Supe de la historia de Ignacio González de la Puebla en un viaje del ecuador. Me la contó Doña Carlota, en las casi tres horas que pasamos en Vermont o en Maine, que ya no recuerdo dónde. Íbamos camino de la República Dominicana, para una semana, cuando hicimos escala. Doña Carlota me pidió ayuda. Dijo que para un chico tan guapo y tan fuerte era cosa de nada acarrear su pequeña maleta, y yo no supe qué contestar. Era una negra rotunda, tal y como había imaginado al creador de impostores inverosímiles, aunque quizás lo fueran todos y sólo pasase que no les estaba acostumbrado. Y es que no es como ahora; entonces sólo veíamos negros por la televisión. Mientras caminábamos por el pasillo me preguntó mi nombre dos veces. Yo estaba despistado, viendo cómo mis amigos se partían de risa. Y Doña Carlota tuvo que preguntar de nuevo y advertirme de que si no prestaba atención podía caer por una escalera mecánica o perder el tren del amor, y por la cursilada estuve a punto de tropezar y convertirla en pitonisa. Así que le dije como me llamaba y ella me contó que un primo suyo se había llamado igual y que había muerto de unas fiebres en Ciudad de Panamá. La cosa se estaba volviendo francamente ridícula, cuando me explicó para qué volvía a la República Dominicana. Su último marido “dormía plácidamente en el vientre del avión” y ella lo llevaba de vuelta a casa. Tenía entonces, como tantos otros ilusos de veinte años, la fiebre del escritor, y pensé que había algo fascinante –seguro que pensé en esa palabra- en una viuda que hace un viaje en avión con un ataúd forrado de plomo como acompañante. Ahora sé, no necesito que me lo digan, que no es algo precisamente muy extraño, pero ¿qué quieren?

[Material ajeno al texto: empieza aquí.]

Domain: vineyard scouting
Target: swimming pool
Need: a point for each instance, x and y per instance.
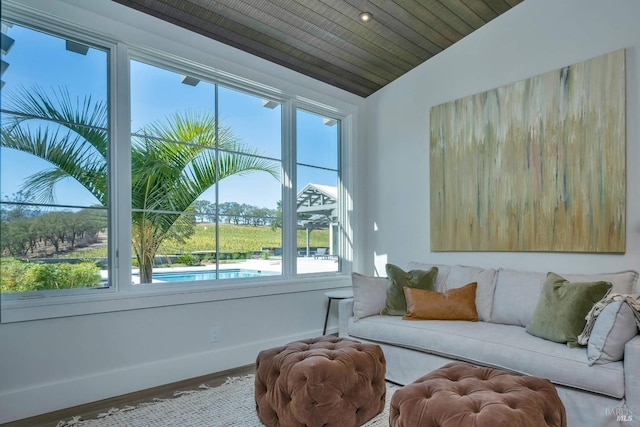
(189, 276)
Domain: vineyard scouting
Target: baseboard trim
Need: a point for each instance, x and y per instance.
(52, 397)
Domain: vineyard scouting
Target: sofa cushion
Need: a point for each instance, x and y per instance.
(502, 346)
(517, 292)
(456, 304)
(395, 304)
(561, 312)
(369, 294)
(485, 278)
(443, 273)
(614, 326)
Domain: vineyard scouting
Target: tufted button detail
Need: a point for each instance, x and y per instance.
(318, 372)
(460, 391)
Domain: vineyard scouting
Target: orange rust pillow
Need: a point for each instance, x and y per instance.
(455, 304)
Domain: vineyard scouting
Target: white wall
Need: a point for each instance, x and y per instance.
(52, 364)
(534, 37)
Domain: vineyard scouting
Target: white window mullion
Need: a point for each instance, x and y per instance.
(289, 216)
(120, 168)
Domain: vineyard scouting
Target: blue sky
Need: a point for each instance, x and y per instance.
(42, 60)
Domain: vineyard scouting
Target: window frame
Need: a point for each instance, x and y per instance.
(121, 294)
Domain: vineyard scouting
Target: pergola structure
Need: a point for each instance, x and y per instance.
(318, 205)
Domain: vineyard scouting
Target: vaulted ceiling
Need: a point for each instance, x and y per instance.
(326, 40)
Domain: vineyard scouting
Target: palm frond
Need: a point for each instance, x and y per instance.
(70, 154)
(85, 117)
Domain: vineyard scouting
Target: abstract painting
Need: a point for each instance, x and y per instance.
(537, 165)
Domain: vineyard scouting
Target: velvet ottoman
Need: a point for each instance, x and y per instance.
(460, 394)
(325, 381)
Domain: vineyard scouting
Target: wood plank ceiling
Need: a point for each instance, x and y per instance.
(324, 39)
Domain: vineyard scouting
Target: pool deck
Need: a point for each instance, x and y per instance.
(306, 265)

Le pregunté de dónde venía, y me contestó que había salido hacía tres días de Zurich. Doña Carlota había enbiviudado dos veces, y las dos de dos diplomáticos. El último era vicecónsul, o algo parecido, y había muerto de frío. Así me lo dijo, y yo la creí, porque al decirlo miraba la ventisca al otro lado de los ventanales. Entonces fue cuando me contó la historia.

"Yo desciendo de españoles, ¿no sabes? Mi tatarabuelo fue guarnicionero. Le fusilaron los trinitarios cuando la restauración. A mi tatarabuela, que les gritaba “mentecatos” sin saber qué significaba, le dijeron que por espía de los españoles, pero yo creo que todo fue por una confusión. Se llamaba Ignacio González de la Puebla."

(Escrito por Tarquino)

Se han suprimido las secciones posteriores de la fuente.